The system uses a request-number-based flow rather than pure probability-based selection, optimizing for both performance and user experience.

┌─────────────────────────────────────────────────────────┐
│  1. User clicks "Get Saying" (Frontend)                │
└────────────────────┬────────────────────────────────────┘
                     │
                     ▼
┌─────────────────────────────────────────────────────────┐
│  2. API Gateway: GET /sayings                          │
└────────────────────┬────────────────────────────────────┘
                     │
                     ▼
┌─────────────────────────────────────────────────────────┐
│  3. getSaying Lambda Handler                           │
│     a. Check request number (tracked in CacheManager)  │
│     b.
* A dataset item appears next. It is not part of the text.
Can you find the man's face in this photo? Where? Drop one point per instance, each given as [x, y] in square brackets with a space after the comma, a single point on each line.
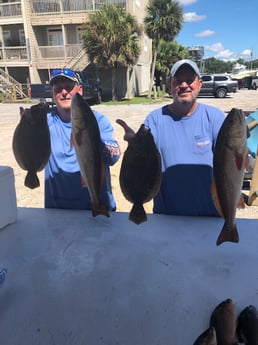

Select source based on request flow logic       │
└────────────────────┬────────────────────────────────────┘
                     │
        ┌────────────┴────────────┐
        │                         │
        ▼                         ▼
┌───────────────┐         ┌───────────────┐
│ Request 1-3   │         │ Request 4     │
│ DynamoDB      │         │ Live LLM      │
│ (fast)        │         │ (25% each)    │
└───────┬───────┘         └───────┬───────┘
        │                         │
        │                         ▼
        │              ┌──────────────────┐
        │              │ Request 5+       │
        │              │ Cache Lookup     │
        │              │ (from available  │
        │              │  LLMs)           │
        │              └────────┬─────────┘
        │                       │
        └───────────────────────┼───────────┐
                                │           │
                                ▼           ▼
                    ┌───────────────────────────────┐
                    │ Return Response               │
                    │ (saying, source, metrics)     │
                    └───────────┬───────────────────┘
                                │
                                ▼
                    ┌───────────────────────────────┐
                    │ Frontend Display              │
                    │ (saying + source attribution) │
                    └───────────────────────────────┘

Request Flow Logic

  1. Requests 1-3: Always return DynamoDB (fast, <50ms)
    • Cache building happens in background (3 sayings per LLM)
    • Purpose: Provide immediate response while cache warms up
  2. Request 4: Live LLM call (25% chance each model)
    • Randomly selects from: Haiku, Sonnet, GPT-4.1-mini, GPT-4.1
    • 65-second timeout, falls back to DynamoDB if timeout/failure
    • Purpose: First live LLM response, validates cache building
  3. Request 5+: Use cache (from LLMs with available cached sayings)
    • Randomly selects from LLMs that have cache available
    • Falls back to DynamoDB if all caches empty
    • Triggers cache rebuild if total cache ≤ 4 remaining
    • Purpose: Fast responses from cache, minimal LLM API calls
Request-Based Flow Design

The request-based architecture balances performance across different Lambda states. During cold starts, the system serves cached responses from DynamoDB with sub-50ms latency while building the in-memory cache in the background. Once warm, the Lambda maintains a local cache that eliminates LLM API calls during high-traffic periods.

This design provides immediate responses for initial requests while reducing LLM costs for active sessions. Users get fast responses from cache when available, and live LLM generations when engaging with fresh content, creating a responsive experience that scales cost-effectively.